Asia's economic growth is expected to remain flat in 2003 with the threat of a war in Iraq, a faltering US economy and deflationary concerns in the region posing major risks, the Asian Development Bank (ADB) said yesterday.
The Manila-based bank forecast that the region's economy would expand 5.6 per cent next year, the same as expected in 2002.
While China, South Korea, Viet Nam and India are expected to lead the region's growth, the export-driven Southeast Asian economies will only see a moderate improvement in their fortunes, ADB's chief economist Ifzal Ali told a media briefing.
"In all these economies, strengthened exports and an improvement in business will be important contributory factors in future growth," he said.
The ADB had forecast in September that the region would grow by 5 per cent in 2002 and by 5.7 per cent next year.
"Given the less optimistic baseline outlook for the world economy compared to September 2002, ADB projections of developing Asia's gross domestic product (GDP) growth for 2003 has been slightly revised downward to 5.6 percent from 5.7 percent," Ali said.
Some 41 developing economies in Asia were covered by the ADB study.
In East Asia, growth in the Chinese mainland and South Korea should fall back to 7.2 percent and 5.5 percent respectively in 2003, from 8 percent and 5.8 percent this year, due to weaker domestic and moderate export demand.

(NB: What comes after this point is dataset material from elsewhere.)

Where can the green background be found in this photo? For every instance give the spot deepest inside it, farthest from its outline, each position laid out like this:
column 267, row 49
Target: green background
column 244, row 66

In China's Hong Kong Special Administrative Region, some improvements in the external environment, combined with a moderate revival in domestic expenditures will lead to a slight increase in growth in 2003, but at a projected 2.8 percent it will remain low by historical standards, the ADB said.
The bank predicted higher growth for Southeast Asia.
GDP is projected to expand by 4.3 percent in 2003 from this year's 3.9 percent in the Southeast Asian economies mainly because many of them are still in a recovery process, it said.
"Sustained domestic demand together with an better than average export performance in 2003 than in 2002 will help Indonesia, Malaysia, Singapore and Thailand grow somewhat faster in 2003," Ali said.
In South Asia, India, the only country in the region for which a projection is available, is expected to see its economic growth improve to 5.5-6 percent next year. In 2002, India's growth is expected to be 5 percent.